El pasado 27 de octubre falleció en Xalapa doña Rosa Amezcua viuda de Ortiz, a los 102 años de existencia, a consecuencia del tiempo inexorable que sigue su marcha y en razón de un organismo “muy trabajado” que dio de sí, después de múltiples esfuerzos y tribulaciones para guiar bien a su contingente familiar. A la fenecida le sobreviven 10 hijos, sus nietos y sus bisnietos, quienes la cuidaron durante sus últimos años y la velaron en su casa de la calle Juárez. La célula social encabezada por don José Ortiz y doña Rosa Amezcua se desenvolvió inicialmente en la comunidad de Mata de Jobo, municipio de Puente Nacional y después se trasladó la mayor parte de la familia a la ciudad de Huatusco, ante la necesidad de estudiar y de trabajar tanto los niños como los jóvenes descendientes. Ahí, en la tierra de las chicatanas y del tlaltonile, es donde la señora Rosa puso en operación un restaurante que atendió con esmero y diligencia, contando en todo momento con el apoyo de sus familiares y particularmente de la imprescindible Mercedes.

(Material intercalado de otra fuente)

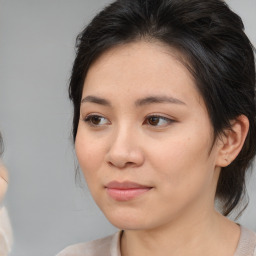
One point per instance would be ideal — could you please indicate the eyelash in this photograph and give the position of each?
(88, 119)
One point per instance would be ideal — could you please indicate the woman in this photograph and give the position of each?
(164, 126)
(5, 228)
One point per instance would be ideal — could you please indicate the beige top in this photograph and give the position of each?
(5, 233)
(110, 246)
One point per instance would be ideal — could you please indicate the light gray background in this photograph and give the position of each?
(48, 209)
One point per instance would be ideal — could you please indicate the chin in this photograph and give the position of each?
(128, 221)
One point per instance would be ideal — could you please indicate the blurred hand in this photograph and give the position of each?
(3, 181)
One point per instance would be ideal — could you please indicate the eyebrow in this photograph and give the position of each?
(158, 99)
(138, 103)
(97, 100)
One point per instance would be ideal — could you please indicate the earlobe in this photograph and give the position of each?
(232, 141)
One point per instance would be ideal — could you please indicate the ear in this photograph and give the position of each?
(232, 141)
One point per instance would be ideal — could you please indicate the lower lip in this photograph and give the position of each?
(126, 194)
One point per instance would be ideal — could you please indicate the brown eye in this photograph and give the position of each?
(153, 120)
(95, 120)
(158, 121)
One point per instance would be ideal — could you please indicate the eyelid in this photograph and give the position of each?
(88, 118)
(168, 120)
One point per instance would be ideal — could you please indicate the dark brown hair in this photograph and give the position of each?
(220, 55)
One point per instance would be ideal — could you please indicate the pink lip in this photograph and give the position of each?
(125, 191)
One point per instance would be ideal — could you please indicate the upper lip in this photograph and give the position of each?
(125, 185)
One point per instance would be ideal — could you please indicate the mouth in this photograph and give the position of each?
(125, 191)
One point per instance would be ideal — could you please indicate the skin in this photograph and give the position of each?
(173, 154)
(3, 181)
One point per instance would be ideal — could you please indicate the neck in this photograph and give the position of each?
(206, 234)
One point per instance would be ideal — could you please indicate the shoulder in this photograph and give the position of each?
(108, 246)
(247, 243)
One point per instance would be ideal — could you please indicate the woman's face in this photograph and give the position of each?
(144, 139)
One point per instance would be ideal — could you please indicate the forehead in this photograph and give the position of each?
(138, 68)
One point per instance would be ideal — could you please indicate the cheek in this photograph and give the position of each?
(183, 164)
(90, 154)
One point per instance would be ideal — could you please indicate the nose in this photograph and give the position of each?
(125, 150)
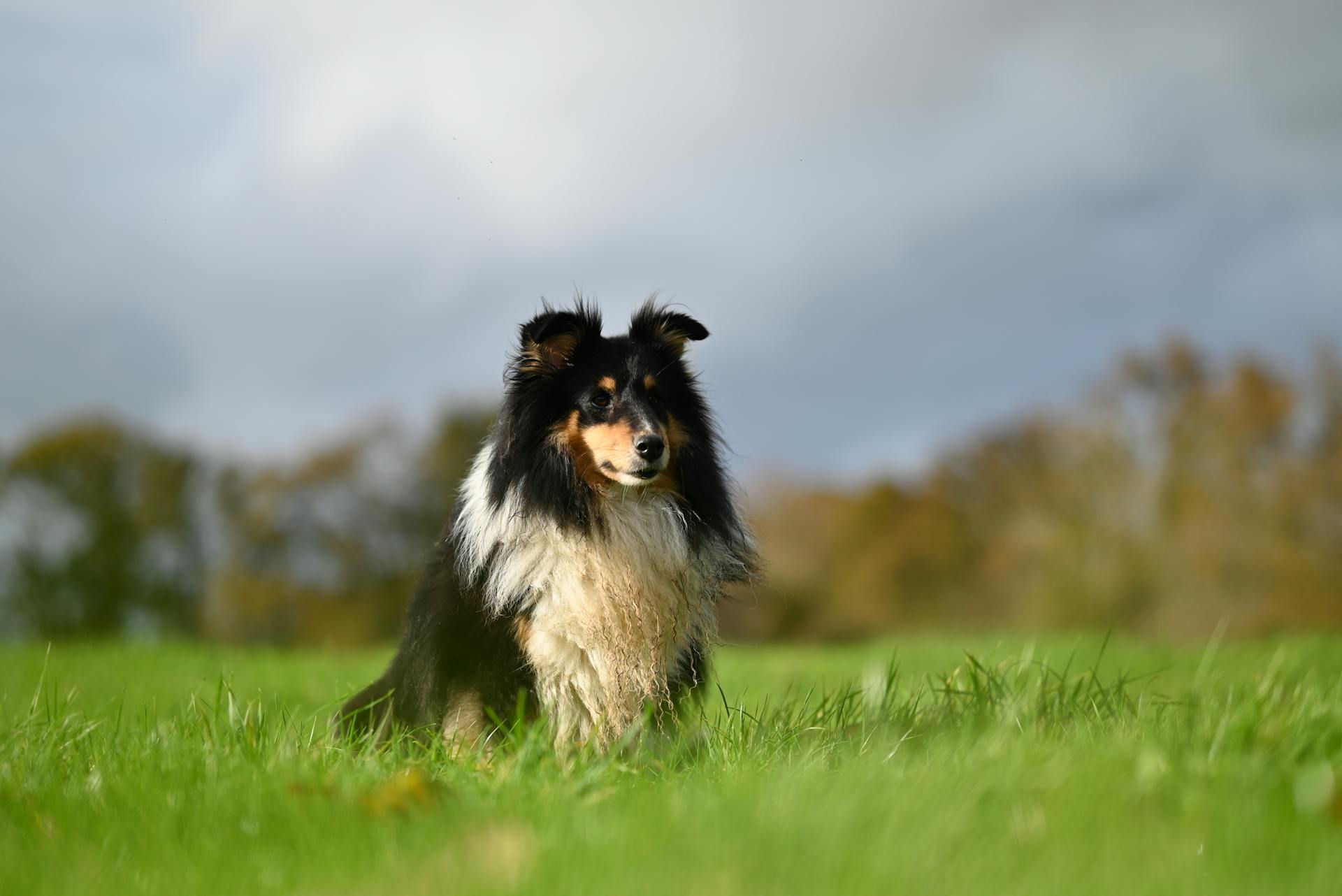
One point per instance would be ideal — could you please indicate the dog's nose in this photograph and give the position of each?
(650, 447)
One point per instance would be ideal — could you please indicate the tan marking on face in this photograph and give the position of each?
(551, 354)
(568, 436)
(677, 436)
(609, 443)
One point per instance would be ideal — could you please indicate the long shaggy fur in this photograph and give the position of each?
(563, 579)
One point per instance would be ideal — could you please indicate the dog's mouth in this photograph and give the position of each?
(640, 474)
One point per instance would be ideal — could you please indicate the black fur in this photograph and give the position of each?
(453, 646)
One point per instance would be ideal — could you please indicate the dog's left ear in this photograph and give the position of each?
(654, 324)
(552, 338)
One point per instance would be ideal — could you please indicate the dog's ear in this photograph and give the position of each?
(552, 338)
(654, 324)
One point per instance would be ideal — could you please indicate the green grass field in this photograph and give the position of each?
(1032, 767)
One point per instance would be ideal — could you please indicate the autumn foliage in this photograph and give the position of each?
(1174, 498)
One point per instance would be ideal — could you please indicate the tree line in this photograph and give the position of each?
(1174, 497)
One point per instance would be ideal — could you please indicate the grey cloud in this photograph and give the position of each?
(917, 216)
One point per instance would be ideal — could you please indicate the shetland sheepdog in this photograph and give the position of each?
(591, 541)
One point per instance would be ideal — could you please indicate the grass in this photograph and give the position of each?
(932, 765)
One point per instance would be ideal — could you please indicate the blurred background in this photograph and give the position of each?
(1025, 315)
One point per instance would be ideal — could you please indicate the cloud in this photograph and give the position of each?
(913, 216)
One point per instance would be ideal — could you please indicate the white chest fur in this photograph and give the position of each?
(609, 612)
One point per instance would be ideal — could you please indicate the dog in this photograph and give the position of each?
(580, 572)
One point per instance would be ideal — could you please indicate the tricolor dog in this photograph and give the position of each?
(588, 547)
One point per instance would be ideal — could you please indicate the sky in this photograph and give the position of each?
(252, 224)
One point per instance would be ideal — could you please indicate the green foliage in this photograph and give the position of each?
(127, 542)
(1040, 767)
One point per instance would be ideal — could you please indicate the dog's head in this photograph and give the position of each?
(623, 408)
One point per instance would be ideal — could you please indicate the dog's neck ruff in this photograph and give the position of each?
(604, 614)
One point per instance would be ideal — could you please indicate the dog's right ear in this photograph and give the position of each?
(552, 338)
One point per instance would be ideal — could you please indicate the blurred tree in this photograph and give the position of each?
(106, 533)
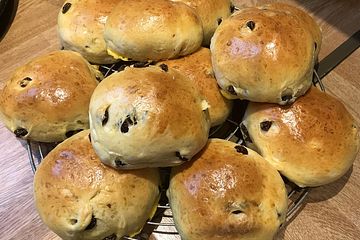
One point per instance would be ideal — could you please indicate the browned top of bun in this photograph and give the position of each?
(197, 67)
(313, 141)
(227, 192)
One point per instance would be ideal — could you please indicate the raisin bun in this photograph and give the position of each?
(81, 25)
(264, 55)
(197, 67)
(320, 137)
(211, 13)
(227, 192)
(48, 98)
(152, 30)
(78, 197)
(147, 117)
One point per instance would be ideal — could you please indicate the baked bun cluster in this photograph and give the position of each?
(197, 67)
(227, 192)
(81, 25)
(266, 53)
(156, 111)
(47, 99)
(211, 13)
(78, 197)
(147, 117)
(312, 142)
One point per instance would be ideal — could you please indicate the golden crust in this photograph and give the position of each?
(211, 13)
(152, 30)
(155, 117)
(263, 55)
(197, 67)
(49, 96)
(72, 187)
(225, 194)
(81, 28)
(312, 142)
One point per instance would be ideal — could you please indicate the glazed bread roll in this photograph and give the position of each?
(211, 13)
(147, 117)
(80, 198)
(312, 142)
(227, 192)
(152, 30)
(197, 67)
(81, 25)
(264, 55)
(48, 98)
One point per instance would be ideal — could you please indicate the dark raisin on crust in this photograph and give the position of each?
(286, 98)
(119, 163)
(66, 7)
(251, 25)
(178, 155)
(92, 223)
(20, 132)
(111, 237)
(127, 122)
(72, 132)
(265, 125)
(164, 67)
(231, 90)
(105, 117)
(25, 81)
(245, 133)
(237, 212)
(241, 149)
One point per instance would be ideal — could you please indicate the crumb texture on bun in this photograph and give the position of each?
(152, 30)
(227, 192)
(148, 117)
(81, 25)
(265, 54)
(312, 142)
(47, 99)
(211, 13)
(197, 67)
(78, 197)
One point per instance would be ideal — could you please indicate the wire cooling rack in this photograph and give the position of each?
(162, 225)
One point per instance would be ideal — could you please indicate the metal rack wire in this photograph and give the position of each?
(162, 223)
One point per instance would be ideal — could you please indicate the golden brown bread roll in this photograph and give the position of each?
(211, 13)
(197, 67)
(227, 192)
(264, 55)
(81, 25)
(152, 30)
(80, 198)
(48, 98)
(312, 142)
(147, 117)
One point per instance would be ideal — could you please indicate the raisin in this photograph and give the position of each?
(20, 132)
(92, 223)
(265, 125)
(66, 7)
(178, 155)
(164, 67)
(111, 237)
(127, 122)
(241, 149)
(250, 25)
(231, 90)
(72, 132)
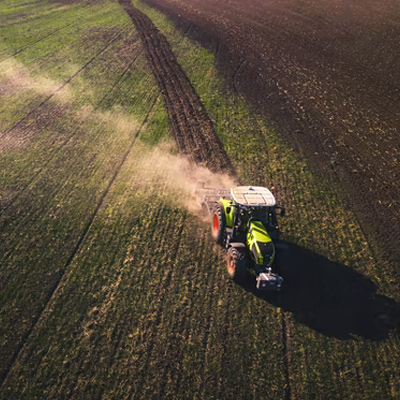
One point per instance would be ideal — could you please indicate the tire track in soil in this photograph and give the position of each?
(192, 129)
(53, 291)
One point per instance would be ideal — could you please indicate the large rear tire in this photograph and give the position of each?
(218, 225)
(238, 264)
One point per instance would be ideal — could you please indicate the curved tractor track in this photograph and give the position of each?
(192, 129)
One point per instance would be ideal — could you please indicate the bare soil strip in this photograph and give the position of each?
(192, 129)
(327, 76)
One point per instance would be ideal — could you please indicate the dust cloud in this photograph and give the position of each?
(175, 176)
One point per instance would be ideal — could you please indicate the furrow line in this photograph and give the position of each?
(174, 83)
(194, 135)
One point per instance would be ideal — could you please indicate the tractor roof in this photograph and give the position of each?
(253, 196)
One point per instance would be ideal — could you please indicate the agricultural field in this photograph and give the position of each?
(110, 284)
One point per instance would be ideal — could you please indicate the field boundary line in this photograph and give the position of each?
(19, 351)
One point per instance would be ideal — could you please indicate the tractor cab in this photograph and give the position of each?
(244, 221)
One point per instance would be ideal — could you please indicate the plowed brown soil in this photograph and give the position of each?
(192, 129)
(327, 74)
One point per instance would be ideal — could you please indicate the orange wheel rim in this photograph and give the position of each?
(215, 224)
(231, 265)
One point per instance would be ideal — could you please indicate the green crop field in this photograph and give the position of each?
(110, 286)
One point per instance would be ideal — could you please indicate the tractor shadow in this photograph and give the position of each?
(330, 298)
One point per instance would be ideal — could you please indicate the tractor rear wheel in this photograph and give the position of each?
(238, 263)
(218, 225)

Los vástagos de don José y doña Rosa responden a los nombres de José María, Hermila, Benito, Mercedes, Irma, Quintín, Reyna, Sergio, Edith y René. Con algunos de ellos tuve una relación más estrecha durante ciertas etapas de mi vida; con Sergio jugué futbol soccer, con José María he compartido determinadas luchas sociales y he estado vinculado en actividades político – electorales, con Quintín coincidimos en eventos sociales y culturales y con René, además de practicar el basquetbol en los años juveniles, fue mi amigo de la infancia y después ya como estudiante del nivel superior nos vimos envueltos en el singular movimiento estudiantil de 1968, en nuestra Ciudad Capital.

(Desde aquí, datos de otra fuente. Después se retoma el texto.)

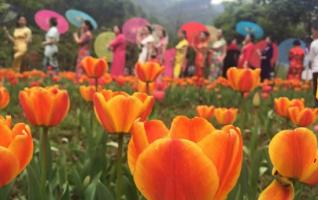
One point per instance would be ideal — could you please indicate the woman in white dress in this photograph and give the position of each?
(52, 37)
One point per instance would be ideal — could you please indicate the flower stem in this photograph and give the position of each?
(119, 167)
(44, 158)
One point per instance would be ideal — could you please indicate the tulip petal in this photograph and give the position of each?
(8, 166)
(225, 149)
(164, 171)
(277, 191)
(293, 151)
(192, 129)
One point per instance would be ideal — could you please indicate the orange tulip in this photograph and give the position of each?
(302, 116)
(4, 97)
(94, 67)
(185, 162)
(205, 112)
(44, 106)
(294, 156)
(243, 80)
(117, 111)
(87, 92)
(282, 105)
(16, 150)
(225, 116)
(148, 72)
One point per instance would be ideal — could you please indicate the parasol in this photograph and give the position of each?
(76, 17)
(42, 19)
(246, 27)
(101, 43)
(131, 28)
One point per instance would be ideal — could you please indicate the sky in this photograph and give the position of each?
(220, 1)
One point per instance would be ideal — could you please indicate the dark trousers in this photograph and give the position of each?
(314, 82)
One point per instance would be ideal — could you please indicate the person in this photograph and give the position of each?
(146, 42)
(21, 38)
(84, 41)
(217, 55)
(118, 46)
(181, 53)
(232, 56)
(266, 59)
(296, 61)
(52, 37)
(313, 60)
(161, 45)
(247, 52)
(201, 50)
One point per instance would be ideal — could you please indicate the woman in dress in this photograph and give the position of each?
(232, 56)
(181, 53)
(21, 37)
(52, 37)
(84, 41)
(296, 61)
(162, 44)
(201, 50)
(118, 46)
(146, 42)
(247, 52)
(266, 59)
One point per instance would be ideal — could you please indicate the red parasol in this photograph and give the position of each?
(132, 26)
(193, 30)
(42, 19)
(256, 59)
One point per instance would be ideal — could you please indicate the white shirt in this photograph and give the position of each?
(52, 34)
(144, 51)
(313, 55)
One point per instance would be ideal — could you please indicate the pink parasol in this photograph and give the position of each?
(169, 61)
(42, 19)
(132, 26)
(256, 59)
(193, 30)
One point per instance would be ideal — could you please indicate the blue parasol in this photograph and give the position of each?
(284, 48)
(246, 27)
(76, 17)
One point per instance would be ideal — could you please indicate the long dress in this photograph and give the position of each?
(296, 63)
(21, 38)
(119, 55)
(266, 61)
(231, 58)
(246, 55)
(181, 52)
(201, 58)
(83, 51)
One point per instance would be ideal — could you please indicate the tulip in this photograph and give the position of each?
(294, 156)
(87, 92)
(4, 97)
(44, 106)
(16, 149)
(225, 116)
(117, 111)
(302, 116)
(148, 72)
(243, 80)
(205, 112)
(186, 162)
(282, 105)
(94, 67)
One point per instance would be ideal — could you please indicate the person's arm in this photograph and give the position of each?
(10, 37)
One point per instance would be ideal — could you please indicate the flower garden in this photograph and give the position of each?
(156, 138)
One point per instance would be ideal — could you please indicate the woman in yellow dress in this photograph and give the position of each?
(181, 52)
(22, 36)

Regresando la máquina del tiempo a la década de los 50 del siglo XX, puedo manifestarles a los lectores que en ese tramo emblemático de la avenida uno, entre las calles 1 y 3, muy cerca del Teatro Solleiro, vivían familias con varios inquietos chamacos. A la llegada de la familia Ortiz Amezcua conocí a René y nos enlazamos en aventuras y juegos con los demás infantes, como Fernando Espejo, Vicente Guzmán, los hermanos Páez Corral, los conocidos “Catufas” (Beto, Carlos y René), el güero Cortés, Fortino Hernández, el “cuate” Castro y otros chavales que escapan a mi menguada memoria. Nos entreteníamos con los juegos tradicionales, con competencias pedestres y con luchas libres a ras del suelo, no faltando esas incorporaciones clandestinas al vetusto inmueble porfiriano, sin que nos viera el señor Bribiesca, donde se proyectaban películas mexicanas de la época dorada o bien cintas de interés para nosotros, como las alusivas al Aguila Negra, al Santo y a las de vaqueros e indios, donde siempre eran vapuleados los salvajes y los malosos.

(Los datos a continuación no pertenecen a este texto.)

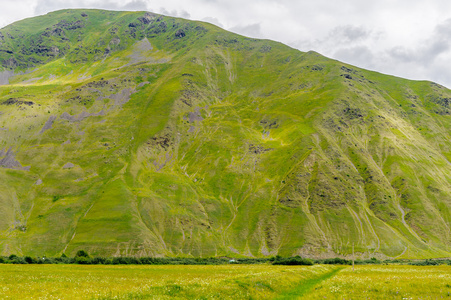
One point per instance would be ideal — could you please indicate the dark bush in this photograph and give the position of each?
(334, 261)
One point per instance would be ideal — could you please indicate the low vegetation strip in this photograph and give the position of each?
(386, 282)
(306, 286)
(224, 282)
(153, 282)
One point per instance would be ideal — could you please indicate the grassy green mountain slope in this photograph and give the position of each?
(131, 133)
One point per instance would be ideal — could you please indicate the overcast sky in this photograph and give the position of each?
(407, 38)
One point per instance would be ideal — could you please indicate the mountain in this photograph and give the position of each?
(132, 133)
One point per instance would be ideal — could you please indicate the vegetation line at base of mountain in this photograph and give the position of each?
(83, 258)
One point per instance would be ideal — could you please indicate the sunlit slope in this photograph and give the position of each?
(138, 134)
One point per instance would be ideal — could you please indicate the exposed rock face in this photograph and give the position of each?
(5, 76)
(147, 18)
(9, 161)
(10, 63)
(180, 33)
(48, 124)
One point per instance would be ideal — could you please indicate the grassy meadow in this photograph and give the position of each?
(224, 282)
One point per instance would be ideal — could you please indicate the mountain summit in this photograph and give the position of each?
(132, 133)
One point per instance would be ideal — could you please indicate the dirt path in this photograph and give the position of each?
(306, 286)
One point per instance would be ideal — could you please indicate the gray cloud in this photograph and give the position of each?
(45, 6)
(349, 34)
(398, 37)
(212, 20)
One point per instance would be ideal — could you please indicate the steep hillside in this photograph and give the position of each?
(131, 133)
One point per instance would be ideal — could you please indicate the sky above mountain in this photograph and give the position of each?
(407, 38)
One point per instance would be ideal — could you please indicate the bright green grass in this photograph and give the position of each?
(152, 282)
(286, 155)
(224, 282)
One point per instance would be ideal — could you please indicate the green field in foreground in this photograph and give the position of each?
(224, 282)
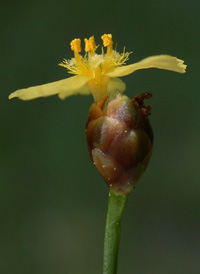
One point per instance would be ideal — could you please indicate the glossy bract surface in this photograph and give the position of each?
(120, 140)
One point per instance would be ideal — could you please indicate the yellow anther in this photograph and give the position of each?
(90, 44)
(76, 45)
(107, 40)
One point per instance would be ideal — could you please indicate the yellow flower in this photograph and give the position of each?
(97, 73)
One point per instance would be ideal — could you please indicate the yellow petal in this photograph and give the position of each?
(116, 84)
(158, 61)
(84, 90)
(71, 83)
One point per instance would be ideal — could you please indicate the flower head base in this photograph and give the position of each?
(97, 73)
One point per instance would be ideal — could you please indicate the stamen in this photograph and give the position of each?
(90, 44)
(76, 45)
(107, 40)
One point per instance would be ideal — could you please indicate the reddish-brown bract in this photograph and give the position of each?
(120, 140)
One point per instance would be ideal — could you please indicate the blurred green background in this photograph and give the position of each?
(52, 200)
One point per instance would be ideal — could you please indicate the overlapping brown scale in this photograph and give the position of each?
(120, 140)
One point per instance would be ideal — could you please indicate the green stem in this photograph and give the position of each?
(116, 206)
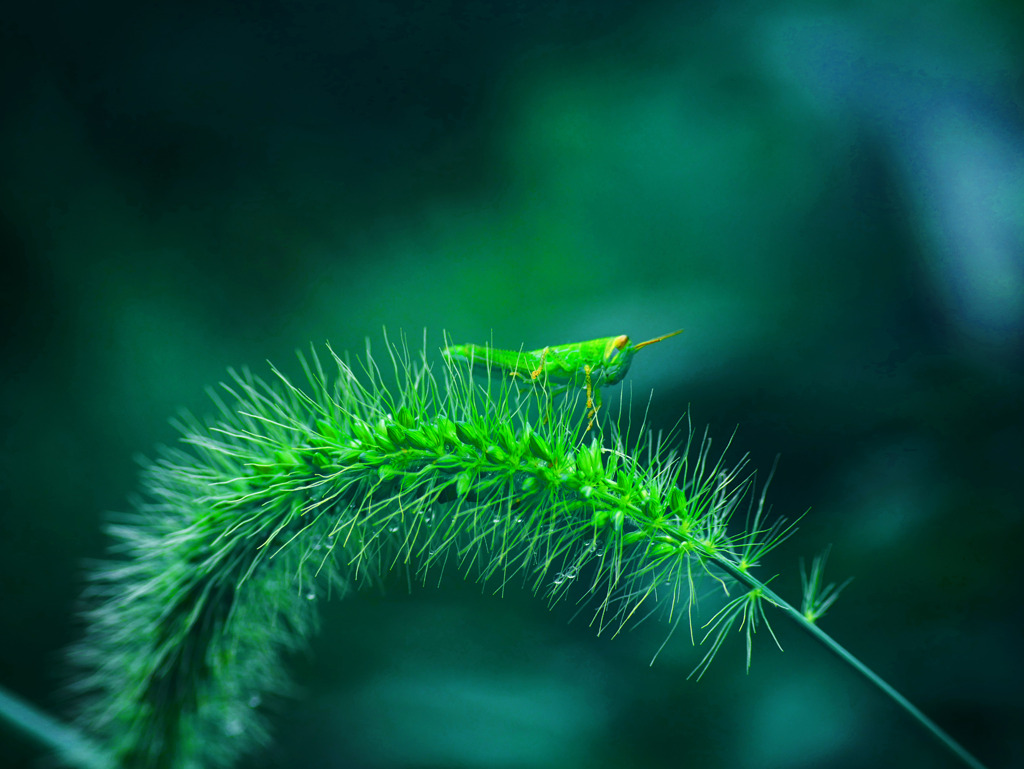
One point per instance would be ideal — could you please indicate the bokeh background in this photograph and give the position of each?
(827, 197)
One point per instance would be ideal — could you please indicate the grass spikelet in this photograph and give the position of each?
(293, 494)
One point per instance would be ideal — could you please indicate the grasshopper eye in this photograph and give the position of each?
(617, 345)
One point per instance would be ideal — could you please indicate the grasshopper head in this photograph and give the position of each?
(619, 354)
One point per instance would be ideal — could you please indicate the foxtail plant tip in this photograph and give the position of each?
(395, 463)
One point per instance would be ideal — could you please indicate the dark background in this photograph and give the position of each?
(828, 198)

Todavía en mi imaginación y en mis sueños me paladeo con esos sabrosos guisos que elaboraba la señora Rosa o su hija Meche en su negocio gastronómico.

Aprovechando la amistad de René, me hacía el aparecido ocasional para ser invitado de manera un tanto forzosa y degustar bocadillos deliciosos. No cabe la menor duda, la estimable doña Rosa Amezcua viuda de Ortiz puede descansar tranquila, cumplió cabalmente con su compromiso personal. Sus hijos, nietos y bisnietos van caminando con seguridad por su sendero existencial y poseen las herramientas para solventar los obstáculos que encuentren a su paso. Los atributos y valores morales que distinguieron a esa respetable señora, serán los faros que alumbrarán el devenir de sus descendientes en estas convulsionadas épocas.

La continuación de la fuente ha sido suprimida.